Ne è la prova la top model Gigi Hadid che ha aperto decine di sfilate per le collezioni P/E 2016, tutti la vogliono, tutti la ambiscono. Gigi Hadid al contrario della veterana collega Kate Moss è la portavoce di una bellezza decisamente oggettiva, grazie alla chioma dorata, gli occhi cerulei dalla forma orientale ed un’aspetto angelico, o meglio divino, perché evoca di fatto l’immagine di una dea greca dal corpo statuario e i muscoli scolpiti.
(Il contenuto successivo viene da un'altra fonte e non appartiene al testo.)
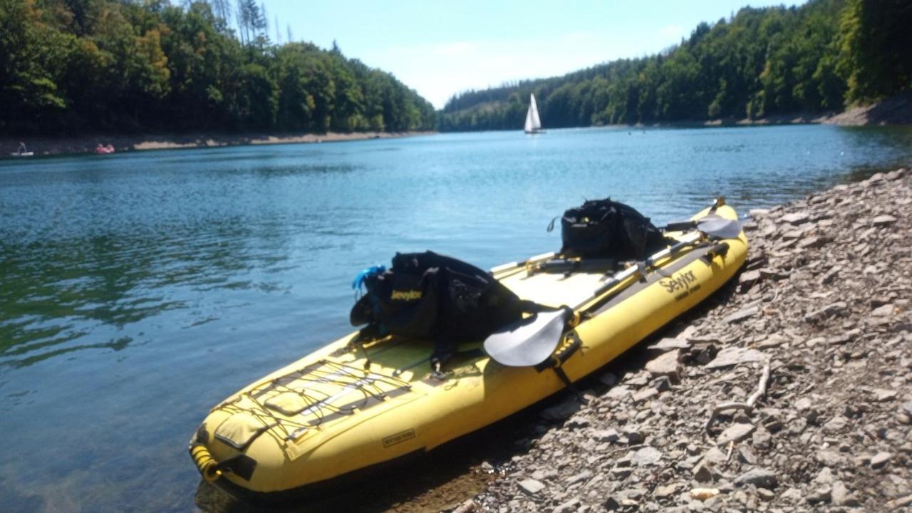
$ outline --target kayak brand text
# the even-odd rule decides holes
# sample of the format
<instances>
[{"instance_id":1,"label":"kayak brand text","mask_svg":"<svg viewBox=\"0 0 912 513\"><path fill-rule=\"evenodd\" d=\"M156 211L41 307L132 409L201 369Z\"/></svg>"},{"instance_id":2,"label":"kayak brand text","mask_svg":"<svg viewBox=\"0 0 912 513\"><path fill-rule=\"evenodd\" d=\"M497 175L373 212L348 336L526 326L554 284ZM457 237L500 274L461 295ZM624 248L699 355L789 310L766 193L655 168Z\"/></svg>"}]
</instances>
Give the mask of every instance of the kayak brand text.
<instances>
[{"instance_id":1,"label":"kayak brand text","mask_svg":"<svg viewBox=\"0 0 912 513\"><path fill-rule=\"evenodd\" d=\"M658 283L661 284L661 286L665 288L665 290L667 290L668 294L674 294L674 293L681 291L681 290L685 290L685 291L689 291L689 290L688 290L688 288L690 286L690 284L696 283L696 282L697 282L697 277L695 277L693 275L693 271L687 271L685 273L678 273L677 276L674 276L674 277L669 277L668 279L660 279L660 280L658 280ZM700 286L698 285L697 287L693 288L693 290L696 290L699 288L700 288ZM687 297L686 294L683 295L680 298L676 297L675 299L680 299L680 298L683 298L685 297Z\"/></svg>"},{"instance_id":2,"label":"kayak brand text","mask_svg":"<svg viewBox=\"0 0 912 513\"><path fill-rule=\"evenodd\" d=\"M421 298L420 290L393 290L392 294L389 295L389 298L393 301L414 301L415 299Z\"/></svg>"}]
</instances>

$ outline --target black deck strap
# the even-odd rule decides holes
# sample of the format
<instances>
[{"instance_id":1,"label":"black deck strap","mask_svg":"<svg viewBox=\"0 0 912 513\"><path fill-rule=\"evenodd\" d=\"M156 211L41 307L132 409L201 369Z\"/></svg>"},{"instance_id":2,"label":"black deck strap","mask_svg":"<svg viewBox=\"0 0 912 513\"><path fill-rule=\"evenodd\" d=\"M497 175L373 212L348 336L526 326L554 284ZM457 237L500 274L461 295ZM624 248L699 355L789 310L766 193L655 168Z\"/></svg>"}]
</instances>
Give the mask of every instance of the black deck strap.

Dunque, non sono affatto fisici esili e mingherlini quelli che popolano la sfilata di Tommy Hilfiger, tra cui anche la sorella di Gigi, Bella Hadid. Ed a mostrare i costumi da bagno sono proprio le curve stesse delle modelle.

Nonostante ci siano persone che, come me, hanno accolto l’idea con grande felicità e sollievo (poiché lo standard che verrebbe proposto sarebbe più vicino a noi non modelle), si è scatenata sul web una gigantesca polemica soprattutto contro la stessa Gigi che è stata additata come troppo grassa per sfilare… La modella si è dunque sfogata su Instagram difendendo il suo corpo formoso che l’ha portata al successo, ricevendo anche il supporto di altre celebrities come Tyra Banks, Ashley Graham, Kris Jenner.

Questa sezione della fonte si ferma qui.